Greece's new prime minister: Compromise with bailout creditors can be reached in coming days

ATHENS, Greece – Greece put a brave face on its fraught negotiations with European bailout creditors, with the new prime minister voicing confidence Monday that a compromise can be reached at high-stakes meetings in coming days.

Alexis Tsipras’ comments came as Greek stocks and bonds took a drubbing after the radical left-led government renewed a pledge to seek bailout debt forgiveness and dubbed the country’s rescue package — with its conditions of strict austerity — a “toxic fantasy.”

“I don’t believe there is a serious reason for there not to be an agreement … with our partners — just political reasons,” Tsipras said after a meeting in Vienna with Austrian Chancellor Werner Faymann.

“If we are brought to an impasse due to such political reasons, then I think that would be a decision to torpedo our common European future,” Tsipras added. “And I think nobody harbours such intentions.”

Tsipras’ government won Jan. 25 elections promising relief for Greeks who have suffered through six years of recession and a dramatic drop in living standards. It’s under intense pressure to work out a deal with bailout creditors in coming weeks or days, which would unlock funds and secure cheap financing for Greek banks — five of which suffered a one-notch downgrade Monday by Moody’s ratings agency.

In the radical left Syriza party’s first week in power, Greece has suffered a ratings downgrade and a decision by the European Central Bank not to accept its bonds as collateral for credit to Greek lenders. A flurry of visits to key European partners earned Tsipras’ government little more than expressions of sympathy.

Greece faces a grilling at an emergency meeting of eurozone finance ministers in Brussels on Wednesday, with fears of a chaotic currency exit returning.

German Chancellor Angela Merkel said Monday that Berlin wants Greece to stay in the eurozone, but any agreement must be based on existing bailout commitments.

“I think what counts is what Greece will put on the table at (Wednesday’s) meeting or perhaps a few days later,” she said after talks in Washington with President Barack Obama. “I’ve always said I would wait for Greece to come with a sustainable proposal and then we’ll talk about this.”

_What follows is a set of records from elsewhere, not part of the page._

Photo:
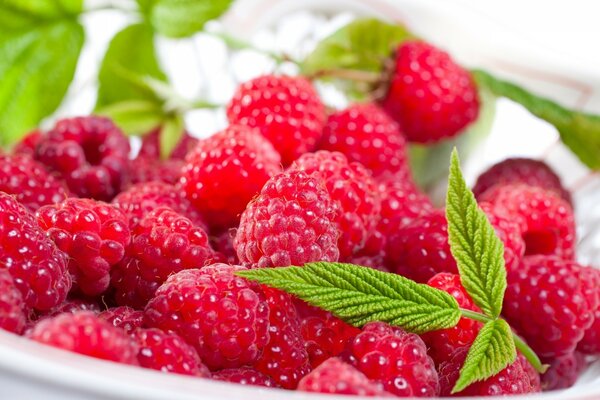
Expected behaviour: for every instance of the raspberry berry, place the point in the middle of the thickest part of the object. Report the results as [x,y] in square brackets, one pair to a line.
[287,111]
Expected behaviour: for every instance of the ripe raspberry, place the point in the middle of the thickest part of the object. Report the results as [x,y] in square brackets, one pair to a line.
[420,249]
[517,378]
[84,333]
[549,225]
[224,172]
[89,153]
[291,222]
[287,111]
[443,343]
[167,352]
[521,170]
[94,236]
[396,359]
[366,134]
[37,266]
[551,302]
[12,308]
[223,316]
[337,377]
[351,186]
[140,199]
[244,376]
[123,317]
[430,96]
[162,243]
[29,182]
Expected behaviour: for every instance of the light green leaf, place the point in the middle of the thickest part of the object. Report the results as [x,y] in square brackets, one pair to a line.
[479,253]
[180,18]
[360,295]
[579,131]
[491,352]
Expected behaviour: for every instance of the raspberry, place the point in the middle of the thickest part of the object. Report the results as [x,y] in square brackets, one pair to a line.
[429,95]
[89,153]
[84,333]
[167,352]
[563,371]
[444,342]
[396,359]
[37,266]
[244,376]
[284,358]
[224,172]
[551,302]
[366,134]
[29,182]
[140,199]
[223,316]
[337,377]
[291,222]
[94,236]
[517,378]
[162,243]
[420,249]
[12,308]
[521,170]
[351,186]
[123,317]
[287,111]
[549,224]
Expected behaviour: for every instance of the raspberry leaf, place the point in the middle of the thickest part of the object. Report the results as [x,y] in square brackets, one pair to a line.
[478,251]
[360,295]
[492,350]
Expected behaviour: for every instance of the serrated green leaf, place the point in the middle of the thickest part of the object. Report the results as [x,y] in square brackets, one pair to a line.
[491,352]
[360,295]
[579,131]
[478,251]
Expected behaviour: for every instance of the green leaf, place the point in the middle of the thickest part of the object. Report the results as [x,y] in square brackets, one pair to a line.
[579,131]
[360,295]
[40,42]
[479,253]
[491,352]
[181,18]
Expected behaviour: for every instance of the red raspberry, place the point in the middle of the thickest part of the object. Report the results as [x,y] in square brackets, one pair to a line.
[162,243]
[90,153]
[224,172]
[518,378]
[396,359]
[29,182]
[337,377]
[94,236]
[551,302]
[351,186]
[444,342]
[429,95]
[168,352]
[521,170]
[244,376]
[140,199]
[37,266]
[223,316]
[84,333]
[366,134]
[123,317]
[12,308]
[549,224]
[287,111]
[420,249]
[291,222]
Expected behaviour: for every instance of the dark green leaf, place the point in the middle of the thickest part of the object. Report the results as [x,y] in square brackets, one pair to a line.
[359,295]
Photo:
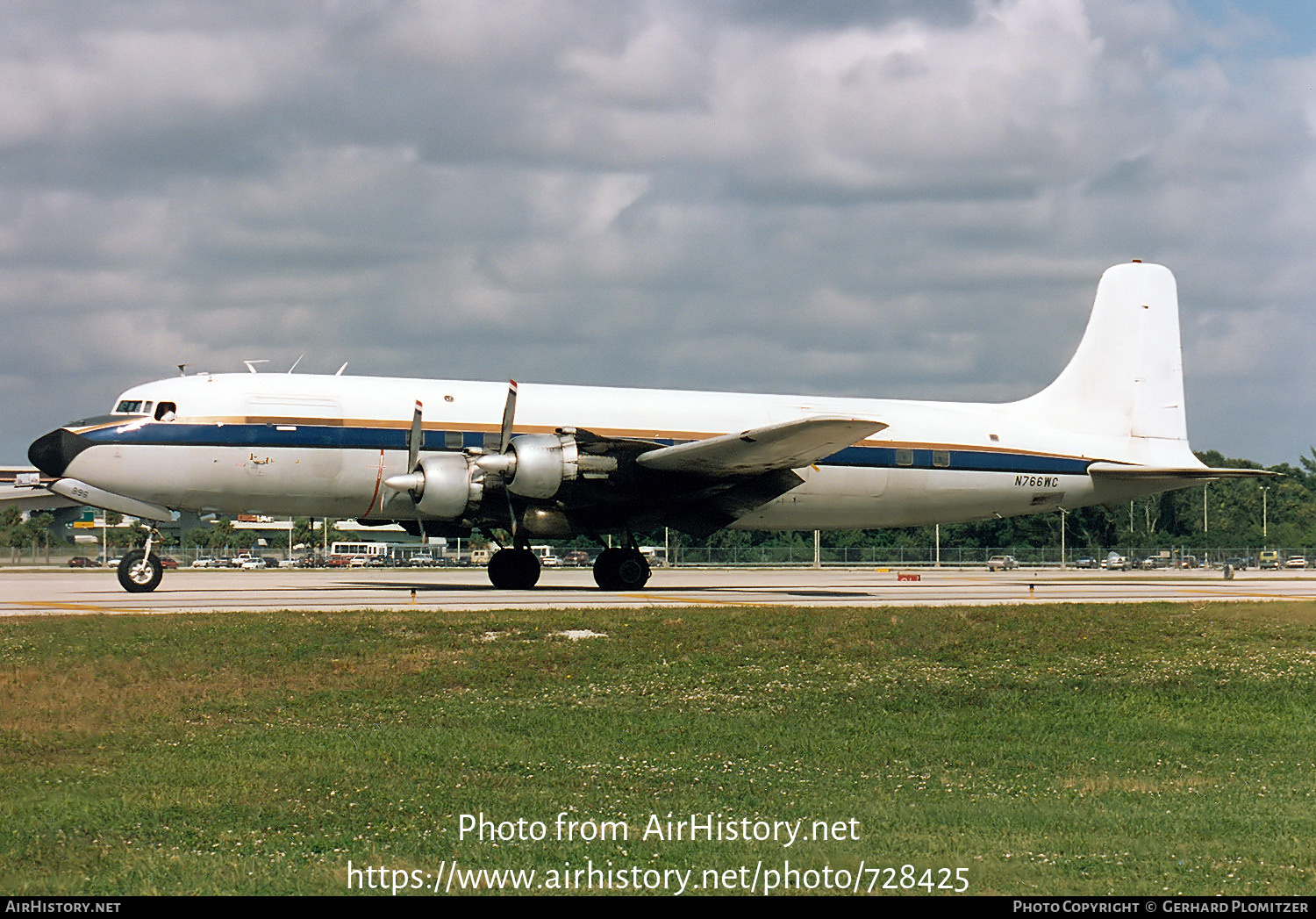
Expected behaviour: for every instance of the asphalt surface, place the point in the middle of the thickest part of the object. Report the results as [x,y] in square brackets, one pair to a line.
[97,592]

Tsipras’ government, which ousted the less-confrontational conservatives, argues that Greece’s 320 billion euro ($360 billion) debt will be increasingly unsustainable unless it receives generous repayment relief that would allow its battered economy to recover.

Finance Minister Yanis Varoufakis dismissed the 240 billion euro ($270 billion) bailout packages crafted by Greece’s lenders after the country nearly went bust in 2010 as a “toxic fantasy” that had always been doomed to fail.

“The time has come to say what officials admit when the microphones are turned off and say out in the open. … At some point someone has to say ‘No’ and that role has fallen to us, little Greece,” he told parliament.

Varoufakis said Athens wants a “bridge agreement” that would involve rewriting a third of the country’s reform and austerity commitments, and modest primary surplus targets of 1.5 per cent.

A finance ministry official said Athens would seek permission to raise more funds through treasury bill issues, and the European Central Bank to hand over 1.9 billion euros in profits from Greek bond holdings — a provision of the bailout deal.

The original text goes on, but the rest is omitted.